Despite his age (82), Mickeen is as active now in Sinn Féin election campaigns as he was when he first started canvassing for the party in the 1950s. Looking to the future work ahead of him, Mickeen believes he and Kerry and west Limerick republicans have a lot to do in the next two years in terms of challenging the opponents of the struggle.
“They’ll do anything to try to shift Ferris, so we’ve a big job ahead,” Mickeen says. “But west Limerick (a new part of the constituency) is going well.”
When asked if his 64 years of involvement in the struggle have been worth it he smiles, mentions good friends and republicans (too many to name) and says: “No matter what you’re in, it’ll be tough at some stage, there will always be work in it, but I don’t regret anything.”

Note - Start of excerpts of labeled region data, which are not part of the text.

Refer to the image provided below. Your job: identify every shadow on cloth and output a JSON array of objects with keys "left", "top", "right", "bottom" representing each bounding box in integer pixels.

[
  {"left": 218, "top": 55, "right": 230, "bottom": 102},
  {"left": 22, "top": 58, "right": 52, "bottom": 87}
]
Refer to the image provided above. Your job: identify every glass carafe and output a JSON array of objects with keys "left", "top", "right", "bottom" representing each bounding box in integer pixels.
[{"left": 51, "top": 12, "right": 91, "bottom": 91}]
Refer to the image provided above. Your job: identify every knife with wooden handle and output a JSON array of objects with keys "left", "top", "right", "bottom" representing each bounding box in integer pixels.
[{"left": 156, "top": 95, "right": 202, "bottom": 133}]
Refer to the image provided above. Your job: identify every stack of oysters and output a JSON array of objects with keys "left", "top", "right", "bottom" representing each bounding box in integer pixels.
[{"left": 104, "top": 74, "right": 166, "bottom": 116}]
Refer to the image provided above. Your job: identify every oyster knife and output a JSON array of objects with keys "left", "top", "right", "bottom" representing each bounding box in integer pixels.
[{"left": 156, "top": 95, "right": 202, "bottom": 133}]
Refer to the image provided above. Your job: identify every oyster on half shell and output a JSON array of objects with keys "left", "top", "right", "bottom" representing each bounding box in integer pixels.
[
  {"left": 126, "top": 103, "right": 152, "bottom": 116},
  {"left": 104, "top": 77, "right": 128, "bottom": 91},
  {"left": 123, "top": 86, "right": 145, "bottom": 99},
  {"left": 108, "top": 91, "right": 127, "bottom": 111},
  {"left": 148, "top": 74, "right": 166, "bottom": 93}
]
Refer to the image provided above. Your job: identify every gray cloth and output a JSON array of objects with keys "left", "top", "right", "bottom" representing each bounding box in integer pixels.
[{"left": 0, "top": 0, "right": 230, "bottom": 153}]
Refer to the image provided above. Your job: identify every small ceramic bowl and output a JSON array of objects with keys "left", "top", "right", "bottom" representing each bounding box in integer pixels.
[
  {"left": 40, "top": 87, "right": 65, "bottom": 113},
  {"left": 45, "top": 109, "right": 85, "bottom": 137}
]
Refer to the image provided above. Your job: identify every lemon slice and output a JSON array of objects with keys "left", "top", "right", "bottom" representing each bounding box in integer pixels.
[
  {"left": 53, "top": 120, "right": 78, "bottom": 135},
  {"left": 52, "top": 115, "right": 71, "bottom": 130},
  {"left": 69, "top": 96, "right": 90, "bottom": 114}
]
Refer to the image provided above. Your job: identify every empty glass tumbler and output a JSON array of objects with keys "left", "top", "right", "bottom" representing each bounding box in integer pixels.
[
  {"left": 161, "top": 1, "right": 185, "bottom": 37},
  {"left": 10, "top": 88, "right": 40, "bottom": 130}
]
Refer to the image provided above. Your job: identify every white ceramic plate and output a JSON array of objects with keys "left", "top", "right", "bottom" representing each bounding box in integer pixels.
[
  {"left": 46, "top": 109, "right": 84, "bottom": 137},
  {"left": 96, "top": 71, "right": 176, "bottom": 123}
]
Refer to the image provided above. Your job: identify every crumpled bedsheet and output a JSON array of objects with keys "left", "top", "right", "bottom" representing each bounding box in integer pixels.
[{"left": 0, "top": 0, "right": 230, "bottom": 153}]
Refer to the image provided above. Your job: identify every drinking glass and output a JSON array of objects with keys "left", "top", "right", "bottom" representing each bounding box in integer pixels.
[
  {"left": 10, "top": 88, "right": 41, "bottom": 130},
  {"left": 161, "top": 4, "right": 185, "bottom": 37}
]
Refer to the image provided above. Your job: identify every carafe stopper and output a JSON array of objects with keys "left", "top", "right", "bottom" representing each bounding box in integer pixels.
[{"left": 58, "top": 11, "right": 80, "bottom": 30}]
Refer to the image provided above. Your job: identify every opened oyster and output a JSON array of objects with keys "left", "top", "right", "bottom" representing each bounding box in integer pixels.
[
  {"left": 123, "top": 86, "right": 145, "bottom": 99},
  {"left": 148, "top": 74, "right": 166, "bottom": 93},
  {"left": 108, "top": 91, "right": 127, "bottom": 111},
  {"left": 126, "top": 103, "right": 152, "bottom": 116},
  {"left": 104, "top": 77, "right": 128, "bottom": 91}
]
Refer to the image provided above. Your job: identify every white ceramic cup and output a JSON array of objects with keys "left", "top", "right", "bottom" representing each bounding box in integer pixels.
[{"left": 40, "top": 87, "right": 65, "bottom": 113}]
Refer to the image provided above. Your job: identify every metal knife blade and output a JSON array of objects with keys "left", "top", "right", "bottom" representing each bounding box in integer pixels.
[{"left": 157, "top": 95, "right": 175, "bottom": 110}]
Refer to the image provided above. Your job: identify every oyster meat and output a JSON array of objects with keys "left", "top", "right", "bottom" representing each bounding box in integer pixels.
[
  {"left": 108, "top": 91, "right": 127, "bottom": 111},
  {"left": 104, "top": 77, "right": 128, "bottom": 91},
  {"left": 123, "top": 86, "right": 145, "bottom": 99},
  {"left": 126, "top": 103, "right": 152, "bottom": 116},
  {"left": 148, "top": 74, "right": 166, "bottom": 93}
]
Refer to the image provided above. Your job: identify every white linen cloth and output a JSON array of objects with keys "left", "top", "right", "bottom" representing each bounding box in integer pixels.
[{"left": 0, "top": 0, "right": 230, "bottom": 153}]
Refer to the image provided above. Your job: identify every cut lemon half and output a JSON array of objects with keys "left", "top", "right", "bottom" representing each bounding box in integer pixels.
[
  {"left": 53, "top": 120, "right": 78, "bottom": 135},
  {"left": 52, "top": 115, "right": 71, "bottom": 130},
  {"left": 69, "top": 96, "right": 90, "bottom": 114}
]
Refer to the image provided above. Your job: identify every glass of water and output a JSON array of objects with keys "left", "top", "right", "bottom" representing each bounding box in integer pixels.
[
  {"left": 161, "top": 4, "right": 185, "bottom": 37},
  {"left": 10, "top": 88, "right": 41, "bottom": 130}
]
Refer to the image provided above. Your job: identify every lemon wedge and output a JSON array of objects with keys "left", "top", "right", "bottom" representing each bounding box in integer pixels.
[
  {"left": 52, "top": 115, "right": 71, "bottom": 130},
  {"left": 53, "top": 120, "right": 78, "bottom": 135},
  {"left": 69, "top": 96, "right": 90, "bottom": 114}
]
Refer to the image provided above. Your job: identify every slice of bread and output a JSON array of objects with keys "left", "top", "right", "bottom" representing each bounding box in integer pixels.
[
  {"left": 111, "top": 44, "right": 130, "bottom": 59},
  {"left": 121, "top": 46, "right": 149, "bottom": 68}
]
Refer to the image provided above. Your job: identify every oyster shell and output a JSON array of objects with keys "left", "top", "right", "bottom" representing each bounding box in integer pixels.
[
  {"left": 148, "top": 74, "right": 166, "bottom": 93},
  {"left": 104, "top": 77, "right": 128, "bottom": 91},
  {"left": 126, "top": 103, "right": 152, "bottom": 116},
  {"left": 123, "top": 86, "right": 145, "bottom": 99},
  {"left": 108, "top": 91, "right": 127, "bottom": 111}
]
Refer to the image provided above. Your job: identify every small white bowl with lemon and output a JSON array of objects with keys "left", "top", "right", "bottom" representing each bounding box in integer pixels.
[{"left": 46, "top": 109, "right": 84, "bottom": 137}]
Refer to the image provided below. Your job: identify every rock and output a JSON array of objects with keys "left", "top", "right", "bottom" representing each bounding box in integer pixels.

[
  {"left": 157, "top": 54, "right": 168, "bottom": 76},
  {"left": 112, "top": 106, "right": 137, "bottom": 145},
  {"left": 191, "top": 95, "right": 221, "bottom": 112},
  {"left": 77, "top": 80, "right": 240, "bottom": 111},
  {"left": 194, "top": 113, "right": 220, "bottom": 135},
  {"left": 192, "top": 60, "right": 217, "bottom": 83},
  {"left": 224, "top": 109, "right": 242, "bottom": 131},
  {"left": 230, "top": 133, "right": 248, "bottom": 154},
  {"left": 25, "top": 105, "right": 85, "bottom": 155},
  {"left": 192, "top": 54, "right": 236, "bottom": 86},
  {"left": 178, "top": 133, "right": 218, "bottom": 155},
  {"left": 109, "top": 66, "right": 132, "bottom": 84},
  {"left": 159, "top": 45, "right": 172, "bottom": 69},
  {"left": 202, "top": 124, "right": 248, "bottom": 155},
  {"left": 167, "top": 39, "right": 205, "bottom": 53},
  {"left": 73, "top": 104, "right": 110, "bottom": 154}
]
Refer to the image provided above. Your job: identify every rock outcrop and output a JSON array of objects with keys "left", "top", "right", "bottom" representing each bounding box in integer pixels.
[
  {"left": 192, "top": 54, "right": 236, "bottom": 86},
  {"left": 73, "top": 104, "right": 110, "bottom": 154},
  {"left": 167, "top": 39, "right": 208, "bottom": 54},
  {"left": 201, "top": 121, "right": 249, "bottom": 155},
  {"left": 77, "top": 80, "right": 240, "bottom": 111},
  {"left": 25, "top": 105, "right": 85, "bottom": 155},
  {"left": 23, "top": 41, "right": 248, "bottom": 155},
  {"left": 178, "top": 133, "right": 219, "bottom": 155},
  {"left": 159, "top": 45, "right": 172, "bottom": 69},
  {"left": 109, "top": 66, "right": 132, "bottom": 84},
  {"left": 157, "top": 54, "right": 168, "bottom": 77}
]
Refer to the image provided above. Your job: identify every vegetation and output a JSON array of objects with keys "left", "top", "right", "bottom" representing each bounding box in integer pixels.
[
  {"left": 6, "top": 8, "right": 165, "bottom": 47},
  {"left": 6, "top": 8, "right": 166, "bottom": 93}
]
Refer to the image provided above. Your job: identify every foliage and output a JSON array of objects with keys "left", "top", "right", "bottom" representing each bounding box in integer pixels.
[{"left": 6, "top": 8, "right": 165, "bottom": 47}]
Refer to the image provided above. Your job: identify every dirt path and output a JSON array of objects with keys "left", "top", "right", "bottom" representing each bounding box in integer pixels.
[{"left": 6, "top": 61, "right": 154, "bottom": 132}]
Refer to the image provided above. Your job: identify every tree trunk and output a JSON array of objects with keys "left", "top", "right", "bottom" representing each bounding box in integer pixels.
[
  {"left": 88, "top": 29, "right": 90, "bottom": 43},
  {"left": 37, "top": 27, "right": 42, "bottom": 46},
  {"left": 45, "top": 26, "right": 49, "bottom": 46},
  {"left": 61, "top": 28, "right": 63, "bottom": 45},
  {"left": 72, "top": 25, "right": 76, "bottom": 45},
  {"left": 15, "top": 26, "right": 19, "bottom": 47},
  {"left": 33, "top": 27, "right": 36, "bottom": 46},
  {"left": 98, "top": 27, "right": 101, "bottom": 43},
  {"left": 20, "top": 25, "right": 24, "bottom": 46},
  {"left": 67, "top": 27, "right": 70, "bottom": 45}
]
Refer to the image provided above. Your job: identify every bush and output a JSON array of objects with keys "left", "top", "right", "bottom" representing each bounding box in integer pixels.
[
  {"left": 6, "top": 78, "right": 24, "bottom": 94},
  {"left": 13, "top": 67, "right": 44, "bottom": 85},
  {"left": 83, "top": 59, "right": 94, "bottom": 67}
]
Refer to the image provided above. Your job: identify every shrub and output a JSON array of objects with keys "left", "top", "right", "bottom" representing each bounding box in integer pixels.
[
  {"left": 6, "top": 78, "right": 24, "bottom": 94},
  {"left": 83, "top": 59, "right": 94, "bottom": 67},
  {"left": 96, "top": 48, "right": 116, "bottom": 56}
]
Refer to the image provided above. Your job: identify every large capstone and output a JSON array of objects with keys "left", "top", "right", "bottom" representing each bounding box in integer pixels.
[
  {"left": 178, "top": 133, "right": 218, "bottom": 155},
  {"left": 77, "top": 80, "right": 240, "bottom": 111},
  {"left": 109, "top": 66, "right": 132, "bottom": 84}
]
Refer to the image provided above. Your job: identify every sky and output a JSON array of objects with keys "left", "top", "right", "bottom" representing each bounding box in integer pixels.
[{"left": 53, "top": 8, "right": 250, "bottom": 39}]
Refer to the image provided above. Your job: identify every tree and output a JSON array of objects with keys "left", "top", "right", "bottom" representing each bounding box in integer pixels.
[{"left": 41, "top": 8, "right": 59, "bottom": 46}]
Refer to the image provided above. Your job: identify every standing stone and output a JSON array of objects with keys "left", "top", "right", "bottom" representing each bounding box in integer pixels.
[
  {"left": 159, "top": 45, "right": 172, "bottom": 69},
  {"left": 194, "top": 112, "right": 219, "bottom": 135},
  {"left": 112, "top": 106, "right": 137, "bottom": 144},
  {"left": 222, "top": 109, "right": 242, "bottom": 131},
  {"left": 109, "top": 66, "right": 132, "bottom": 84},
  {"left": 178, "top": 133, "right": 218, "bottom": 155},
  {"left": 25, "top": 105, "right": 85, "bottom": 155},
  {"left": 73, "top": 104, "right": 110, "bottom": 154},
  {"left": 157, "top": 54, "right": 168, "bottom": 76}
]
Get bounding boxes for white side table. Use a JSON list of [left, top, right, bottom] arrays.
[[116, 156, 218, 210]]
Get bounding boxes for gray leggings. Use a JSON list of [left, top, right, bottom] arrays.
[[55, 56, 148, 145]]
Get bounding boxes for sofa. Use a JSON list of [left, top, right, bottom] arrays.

Mickeen, Donal O’Sullivan, the father of five, grandfather of six and great-grandfather of one, remains true to his era – impossible to get anything out of about his republican activity, which makes this sort of interview a tough assignment.
“If I think of anything,” he concludes, “I’ll ring you up.” Weeks later, we’re still waiting to hear from him.
Kerry can boast a proud history, not least the four men IRA shot by the Tans in 1921.
Their names are placed on history’s page,
Their memory will endure,
Not a song is sung for our darling sons
In the valley of Knockanure
Mickeen might be an unsung hero but his contribution to the struggle earns him a place on history’s page as one of Kerry’s darling sons.